La diva del Bataclan è un musical che scava nelle pieghe oscure di una società ossessionata dalla ricerca di fama e riscatto
La diva del Bataclan è un musical che scava nelle pieghe oscure di una società ossessionata dalla ricerca di fama e riscatto. Nato dalla penna di Gabriele Paolocà, con le musiche di Fabio Antonelli, racconta la storia di Audrey, una giovane donna disposta a tutto pur di sfuggire a una realtà che non sente sua. A darle corpo è la poliedrica artista e performer Claudia Marsicano, che interpreta una figura ambigua, che si reinventa come sopravvissuta agli attentati terroristici di Parigi del 2015, in un gioco pericoloso di finzione e realtà.

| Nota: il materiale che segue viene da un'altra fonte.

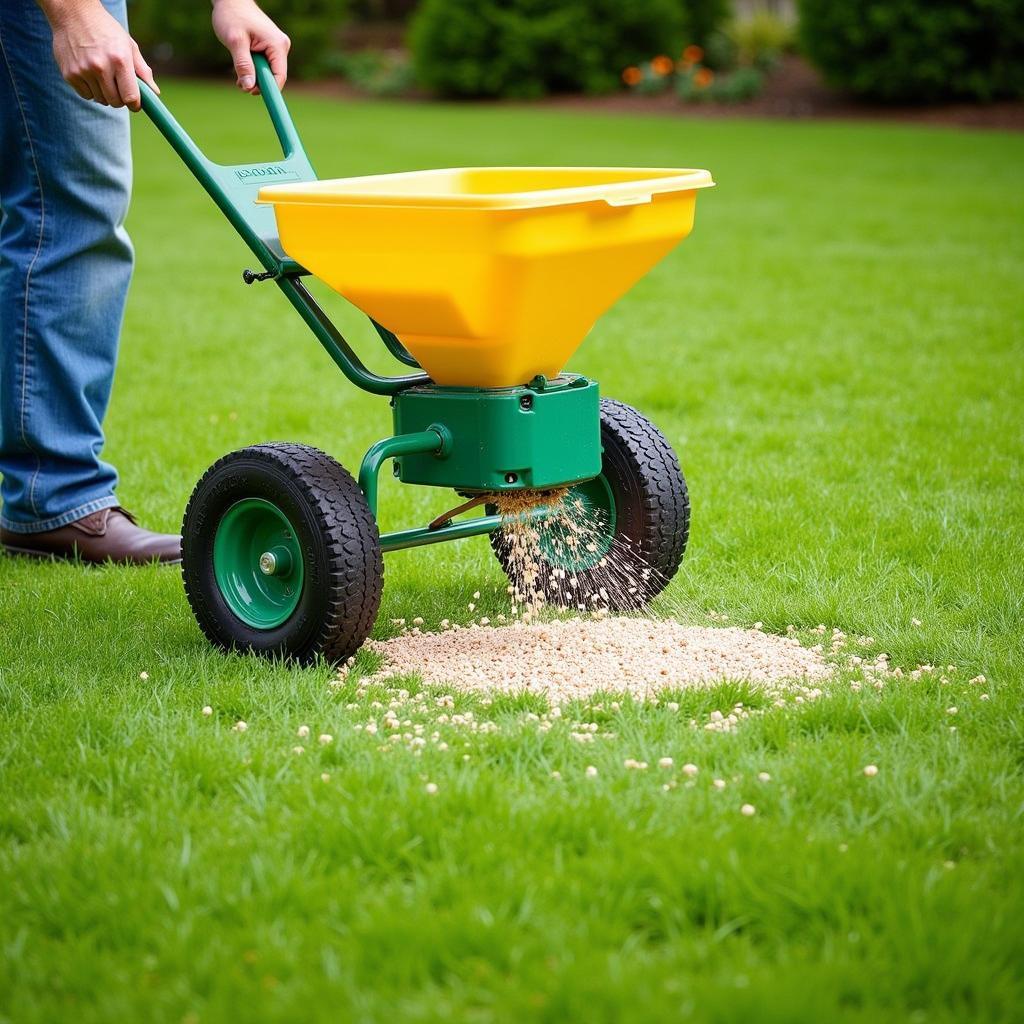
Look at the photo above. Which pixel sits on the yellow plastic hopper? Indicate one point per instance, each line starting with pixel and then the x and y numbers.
pixel 489 275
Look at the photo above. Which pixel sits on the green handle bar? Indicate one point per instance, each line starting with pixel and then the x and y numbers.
pixel 235 186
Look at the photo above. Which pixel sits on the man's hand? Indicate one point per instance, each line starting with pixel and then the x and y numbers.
pixel 245 30
pixel 97 58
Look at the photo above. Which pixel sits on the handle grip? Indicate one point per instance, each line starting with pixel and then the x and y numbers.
pixel 288 135
pixel 233 186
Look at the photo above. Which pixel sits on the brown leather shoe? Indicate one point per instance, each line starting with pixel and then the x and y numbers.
pixel 110 535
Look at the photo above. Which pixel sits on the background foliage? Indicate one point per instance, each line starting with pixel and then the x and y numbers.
pixel 918 50
pixel 526 48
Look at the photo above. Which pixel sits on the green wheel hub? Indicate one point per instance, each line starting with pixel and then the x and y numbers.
pixel 257 562
pixel 590 502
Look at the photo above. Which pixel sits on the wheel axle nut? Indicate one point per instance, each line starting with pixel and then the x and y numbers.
pixel 276 561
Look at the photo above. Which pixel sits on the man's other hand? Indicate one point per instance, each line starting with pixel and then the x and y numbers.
pixel 245 30
pixel 97 58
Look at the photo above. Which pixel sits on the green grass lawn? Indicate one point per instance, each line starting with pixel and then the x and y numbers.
pixel 838 355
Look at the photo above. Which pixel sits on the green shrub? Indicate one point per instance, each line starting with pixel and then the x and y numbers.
pixel 918 50
pixel 381 73
pixel 699 83
pixel 761 39
pixel 527 48
pixel 180 32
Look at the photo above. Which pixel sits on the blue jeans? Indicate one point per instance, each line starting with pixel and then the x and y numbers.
pixel 65 266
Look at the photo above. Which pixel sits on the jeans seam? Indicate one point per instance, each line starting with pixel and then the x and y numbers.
pixel 56 521
pixel 28 280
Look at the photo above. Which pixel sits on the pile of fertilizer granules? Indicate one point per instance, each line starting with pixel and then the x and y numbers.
pixel 569 658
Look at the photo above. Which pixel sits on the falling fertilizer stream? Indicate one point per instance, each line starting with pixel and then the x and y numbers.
pixel 581 625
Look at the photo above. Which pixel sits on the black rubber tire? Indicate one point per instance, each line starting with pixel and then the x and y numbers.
pixel 652 515
pixel 344 568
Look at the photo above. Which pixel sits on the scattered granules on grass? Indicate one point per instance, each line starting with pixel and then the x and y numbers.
pixel 571 658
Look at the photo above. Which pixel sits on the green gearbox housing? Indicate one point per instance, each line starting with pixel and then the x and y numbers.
pixel 543 434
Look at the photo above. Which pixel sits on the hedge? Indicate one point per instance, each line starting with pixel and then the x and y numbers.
pixel 918 50
pixel 528 48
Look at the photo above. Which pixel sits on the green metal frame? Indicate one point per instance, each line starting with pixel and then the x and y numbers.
pixel 233 187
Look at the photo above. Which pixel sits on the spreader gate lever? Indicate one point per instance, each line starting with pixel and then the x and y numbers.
pixel 251 276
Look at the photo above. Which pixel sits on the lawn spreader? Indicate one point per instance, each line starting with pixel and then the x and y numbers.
pixel 491 278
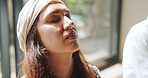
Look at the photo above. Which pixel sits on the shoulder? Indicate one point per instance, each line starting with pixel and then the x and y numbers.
pixel 96 70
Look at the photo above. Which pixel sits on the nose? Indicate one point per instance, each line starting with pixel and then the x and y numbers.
pixel 68 23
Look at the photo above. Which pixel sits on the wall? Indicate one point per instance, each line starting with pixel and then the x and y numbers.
pixel 133 11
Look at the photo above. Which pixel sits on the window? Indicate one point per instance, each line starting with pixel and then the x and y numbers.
pixel 97 33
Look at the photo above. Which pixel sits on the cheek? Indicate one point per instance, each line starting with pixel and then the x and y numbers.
pixel 50 36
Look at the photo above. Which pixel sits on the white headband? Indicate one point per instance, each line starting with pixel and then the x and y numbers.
pixel 26 18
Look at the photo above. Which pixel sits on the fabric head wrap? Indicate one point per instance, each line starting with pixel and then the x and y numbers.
pixel 27 17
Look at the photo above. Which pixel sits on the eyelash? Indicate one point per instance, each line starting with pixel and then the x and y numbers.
pixel 55 20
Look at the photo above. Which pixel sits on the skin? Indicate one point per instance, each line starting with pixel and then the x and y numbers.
pixel 58 34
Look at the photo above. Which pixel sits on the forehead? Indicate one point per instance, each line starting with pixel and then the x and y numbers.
pixel 53 8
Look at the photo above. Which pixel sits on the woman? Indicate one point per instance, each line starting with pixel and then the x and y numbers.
pixel 48 38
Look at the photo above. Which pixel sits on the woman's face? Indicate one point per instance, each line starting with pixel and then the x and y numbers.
pixel 56 29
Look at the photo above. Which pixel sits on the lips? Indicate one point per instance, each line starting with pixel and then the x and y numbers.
pixel 71 35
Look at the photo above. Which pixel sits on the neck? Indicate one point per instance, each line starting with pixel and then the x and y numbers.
pixel 62 64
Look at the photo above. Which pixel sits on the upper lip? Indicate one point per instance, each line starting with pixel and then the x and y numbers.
pixel 71 34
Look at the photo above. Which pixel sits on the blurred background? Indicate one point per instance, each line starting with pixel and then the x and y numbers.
pixel 102 28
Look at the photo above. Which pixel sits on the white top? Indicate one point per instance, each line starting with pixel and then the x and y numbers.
pixel 135 52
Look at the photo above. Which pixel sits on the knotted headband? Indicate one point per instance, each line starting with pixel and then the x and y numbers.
pixel 27 17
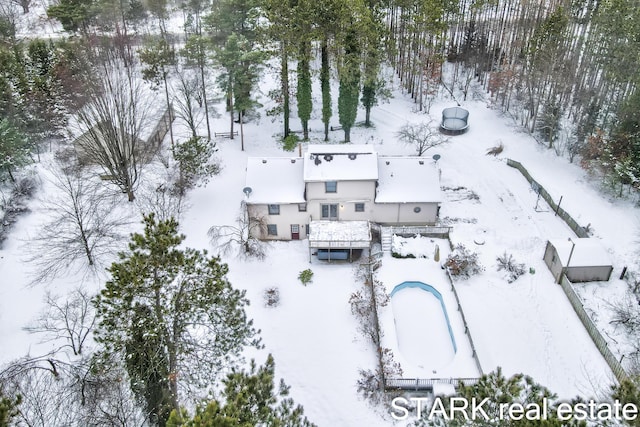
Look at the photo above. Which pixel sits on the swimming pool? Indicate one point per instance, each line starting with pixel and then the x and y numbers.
pixel 424 333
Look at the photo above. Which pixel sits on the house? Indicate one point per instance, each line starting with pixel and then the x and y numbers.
pixel 275 195
pixel 345 184
pixel 581 259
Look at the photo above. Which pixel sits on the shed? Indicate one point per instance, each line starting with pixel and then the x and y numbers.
pixel 582 260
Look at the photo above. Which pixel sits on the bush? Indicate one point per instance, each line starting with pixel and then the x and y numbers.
pixel 305 276
pixel 272 297
pixel 463 263
pixel 512 269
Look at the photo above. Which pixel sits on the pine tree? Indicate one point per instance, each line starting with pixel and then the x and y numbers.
pixel 250 399
pixel 8 409
pixel 14 149
pixel 303 94
pixel 325 87
pixel 349 74
pixel 159 56
pixel 162 291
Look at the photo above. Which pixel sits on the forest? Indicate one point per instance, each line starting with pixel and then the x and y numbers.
pixel 109 89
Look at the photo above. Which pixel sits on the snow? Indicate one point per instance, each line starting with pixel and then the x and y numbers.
pixel 587 252
pixel 348 162
pixel 422 329
pixel 413 324
pixel 407 179
pixel 275 180
pixel 527 326
pixel 339 234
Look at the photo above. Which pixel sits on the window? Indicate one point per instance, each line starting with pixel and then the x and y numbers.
pixel 329 211
pixel 274 209
pixel 331 187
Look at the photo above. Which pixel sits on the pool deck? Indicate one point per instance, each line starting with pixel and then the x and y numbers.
pixel 396 271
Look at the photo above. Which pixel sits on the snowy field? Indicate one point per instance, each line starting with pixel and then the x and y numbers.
pixel 527 326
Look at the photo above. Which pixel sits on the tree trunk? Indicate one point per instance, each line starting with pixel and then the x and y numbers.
pixel 347 133
pixel 241 132
pixel 166 96
pixel 284 77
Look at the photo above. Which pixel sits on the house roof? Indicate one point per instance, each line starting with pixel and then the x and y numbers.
pixel 588 252
pixel 275 180
pixel 340 162
pixel 407 180
pixel 339 234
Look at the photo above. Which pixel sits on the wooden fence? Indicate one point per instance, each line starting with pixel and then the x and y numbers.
pixel 426 384
pixel 466 326
pixel 596 336
pixel 579 230
pixel 427 231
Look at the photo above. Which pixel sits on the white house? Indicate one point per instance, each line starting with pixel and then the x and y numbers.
pixel 344 183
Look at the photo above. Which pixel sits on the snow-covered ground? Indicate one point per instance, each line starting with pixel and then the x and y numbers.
pixel 527 326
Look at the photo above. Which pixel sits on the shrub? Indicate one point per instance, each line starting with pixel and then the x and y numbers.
pixel 512 269
pixel 272 297
pixel 305 276
pixel 463 263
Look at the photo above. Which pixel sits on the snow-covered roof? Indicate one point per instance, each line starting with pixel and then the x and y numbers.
pixel 340 162
pixel 588 252
pixel 339 234
pixel 275 180
pixel 407 180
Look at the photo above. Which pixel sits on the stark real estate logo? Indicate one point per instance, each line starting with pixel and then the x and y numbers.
pixel 449 408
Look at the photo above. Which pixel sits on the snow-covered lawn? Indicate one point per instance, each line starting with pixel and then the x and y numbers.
pixel 414 325
pixel 527 326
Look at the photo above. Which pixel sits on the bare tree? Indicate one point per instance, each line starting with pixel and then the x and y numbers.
pixel 243 238
pixel 188 92
pixel 83 229
pixel 422 136
pixel 112 123
pixel 68 322
pixel 84 393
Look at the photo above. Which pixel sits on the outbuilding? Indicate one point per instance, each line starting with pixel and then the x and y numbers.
pixel 581 259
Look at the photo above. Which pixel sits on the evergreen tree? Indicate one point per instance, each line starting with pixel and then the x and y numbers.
pixel 240 66
pixel 372 84
pixel 250 399
pixel 14 149
pixel 180 299
pixel 303 94
pixel 349 74
pixel 74 15
pixel 628 392
pixel 502 390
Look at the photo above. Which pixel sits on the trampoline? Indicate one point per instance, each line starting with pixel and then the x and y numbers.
pixel 454 121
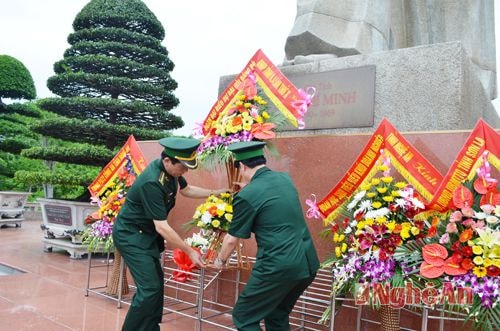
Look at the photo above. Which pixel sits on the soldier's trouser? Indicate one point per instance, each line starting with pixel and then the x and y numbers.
pixel 268 301
pixel 146 309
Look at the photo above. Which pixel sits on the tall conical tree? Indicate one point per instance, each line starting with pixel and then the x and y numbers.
pixel 113 81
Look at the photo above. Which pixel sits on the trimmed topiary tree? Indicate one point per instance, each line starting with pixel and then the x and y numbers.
pixel 113 81
pixel 15 80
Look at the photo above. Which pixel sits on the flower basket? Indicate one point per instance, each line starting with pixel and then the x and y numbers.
pixel 389 318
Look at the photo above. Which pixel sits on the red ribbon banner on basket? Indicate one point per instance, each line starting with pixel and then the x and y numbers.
pixel 280 91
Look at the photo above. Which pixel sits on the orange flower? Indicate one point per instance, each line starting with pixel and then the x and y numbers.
pixel 236 121
pixel 432 232
pixel 212 210
pixel 263 131
pixel 465 235
pixel 397 228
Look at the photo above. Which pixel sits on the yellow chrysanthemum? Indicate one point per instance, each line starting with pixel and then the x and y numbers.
pixel 478 250
pixel 405 233
pixel 387 179
pixel 381 190
pixel 400 185
pixel 366 187
pixel 479 271
pixel 487 262
pixel 478 260
pixel 406 225
pixel 382 168
pixel 391 225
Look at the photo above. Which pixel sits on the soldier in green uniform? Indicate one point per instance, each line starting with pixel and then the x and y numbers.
pixel 141 227
pixel 286 262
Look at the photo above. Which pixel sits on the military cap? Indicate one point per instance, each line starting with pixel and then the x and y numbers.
pixel 182 149
pixel 247 149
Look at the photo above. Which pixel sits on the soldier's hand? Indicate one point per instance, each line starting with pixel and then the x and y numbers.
pixel 196 258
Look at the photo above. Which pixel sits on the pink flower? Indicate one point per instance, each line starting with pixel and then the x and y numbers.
pixel 469 223
pixel 488 209
pixel 451 228
pixel 445 239
pixel 467 211
pixel 456 216
pixel 479 225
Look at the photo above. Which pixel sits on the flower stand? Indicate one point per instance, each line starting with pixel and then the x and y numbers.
pixel 99 281
pixel 118 274
pixel 12 207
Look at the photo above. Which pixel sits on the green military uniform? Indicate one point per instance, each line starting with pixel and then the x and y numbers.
pixel 286 261
pixel 151 197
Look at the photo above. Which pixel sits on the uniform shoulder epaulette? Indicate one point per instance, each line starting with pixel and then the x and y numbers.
pixel 161 178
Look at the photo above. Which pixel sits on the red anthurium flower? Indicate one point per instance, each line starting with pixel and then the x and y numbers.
pixel 467 264
pixel 365 241
pixel 419 224
pixel 122 173
pixel 263 131
pixel 452 268
pixel 490 198
pixel 456 257
pixel 184 264
pixel 432 231
pixel 493 271
pixel 456 246
pixel 466 251
pixel 434 254
pixel 483 184
pixel 462 197
pixel 431 271
pixel 212 210
pixel 130 180
pixel 465 235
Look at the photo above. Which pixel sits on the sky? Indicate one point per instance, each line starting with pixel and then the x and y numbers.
pixel 205 40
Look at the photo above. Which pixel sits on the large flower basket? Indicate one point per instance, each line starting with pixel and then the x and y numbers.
pixel 389 318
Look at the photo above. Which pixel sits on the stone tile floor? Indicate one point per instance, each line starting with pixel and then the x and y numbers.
pixel 50 294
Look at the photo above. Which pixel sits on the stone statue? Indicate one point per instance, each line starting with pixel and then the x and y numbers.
pixel 325 28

Novità teatrale della stagione autunnale 2025, lo spettacolo debutta in prima nazionale al Teatro Vascello di Roma, nell’ambito del Romaeuropa Festival, il 28 ottobre (repliche il 29 e 30, poi in tournée), in una coproduzione tra Cranpi, SCARTI Centro di produzione Teatrale d’Innovazione, Romaeuropa Festival, con il contributo di MiC – Ministero della Cultura e il sostegno del Centro di Residenza della Toscana (Armunia CapoTrave/Kilowatt), Comune di Sansepolcro e Teatro Biblioteca Quarticciolo.
Dissacrante e provocatorio, La diva del Bataclan affronta il tema delle false vittime della strage parigina. Paolocà e Antonelli danno vita a un’allucinazione musicale che reinterpreta in forma scenica un fatto di cronaca, specchio degli abissi dell’umanità del ventunesimo secolo.
Gli attacchi del 13 novembre 2015 causarono la morte di 130 persone e il ferimento di altre 413. Il più sanguinoso si consumò all’interno del Bataclan, una delle sale concerto più importanti della città. I tragici eventi di Parigi sono stati tra i primi, di portata così grande, ad essere epicentro di un’esplosione mediatica globale: dolore e solidarietà presero forma e voce nei social network, divenendo anche – nella contraddizione che segna il nostro presente – terreno d’invidia per la visibilità di coloro che si sono trovati al centro della tragedia. Nel mondo di immagini e parole, che amplifica i drammi rendendoli spettacolo, ecco il terreno fertile per la nascita di “false vittime”, figure che hanno scelto di alimentare la propria visibilità appropriandosi del dolore altrui.
Nel desiderio di riscatto e disperazione, Audrey si immerge in un’identità costruita, sfidando la realtà e i suoi limiti, e si trasforma in una martire, la “Diva del Bataclan”. Una rocker (in riferimento alla band Eagles of Death Metal che si esibiva la sera della tragedia), pronta a trascinare il pubblico in un vortice dove ogni nota racconta il desiderio di reinventarsi e di scomparire, di essere visti a ogni costo.
Come spiegano le note allo spettacolo: L’idea è quella di creare un perturbante cortocircuito tra un genere artistico innocuo come il musical e la brutalità della storia narrata: quella di un’emarginata che, per il raggiungimento dei propri obiettivi, tenta un atto deplorevole e disperato. Dopo la tragedia, per la prima volta la community dei social media manifestò la propria potenza mediatica davanti a un trauma collettivo dal forte impatto emotivo. Tutto il mondo condivise il proprio orrore, le proprie ansie, le proprie paure; ognuno diede sfogo al suo “narcisismo algoritmico”, esprimendo la propria opinione; chiunque, sulla propria bacheca, lucrò un po’ di fama commentando quelle immagini atroci. Grazie ai media i sopravvissuti, ma anche i parenti e i conoscenti delle vittime, furono investiti da un’attenzione e da una solidarietà senza precedenti. E di conseguenza, per assurdo, da un’inaspettata fonte di invidia. Il clamore mediatico e la prospettiva di un risarcimento economico spinsero una quindicina di persone a fingersi vittime di quegli attentati, dando così origine al fenomeno delle false vittime: figure che intrecciano in se mitomania, miseria sociale e narcisismo patologico. Esse incarnano la brutalità del nostro tempo, in cui la spinta individualista si scontra con la dura realtà di un sistema al collasso e l’ostinata volontà di perseguire a tutti i costi il famigerato “sogno di gloria” flirta con l’impossibilità di raggiungimento di quel sogno, spingendo la falsa vittima verso la perversione più estrema e paradossale: desiderarsi primo tra gli ultimi, protagonista incontrastato della sconfitta. Nell’analisi di questo fenomeno si possono riconoscere aspetti amplificati ed estremizzati di ognuno di noi. La falsa vittima rappresenta ciò che tutti noi siamo quando desideriamo riconoscimento per le nostre difficoltà, il bisogno di autovittimizzazione di fronte alle complessità del mondo.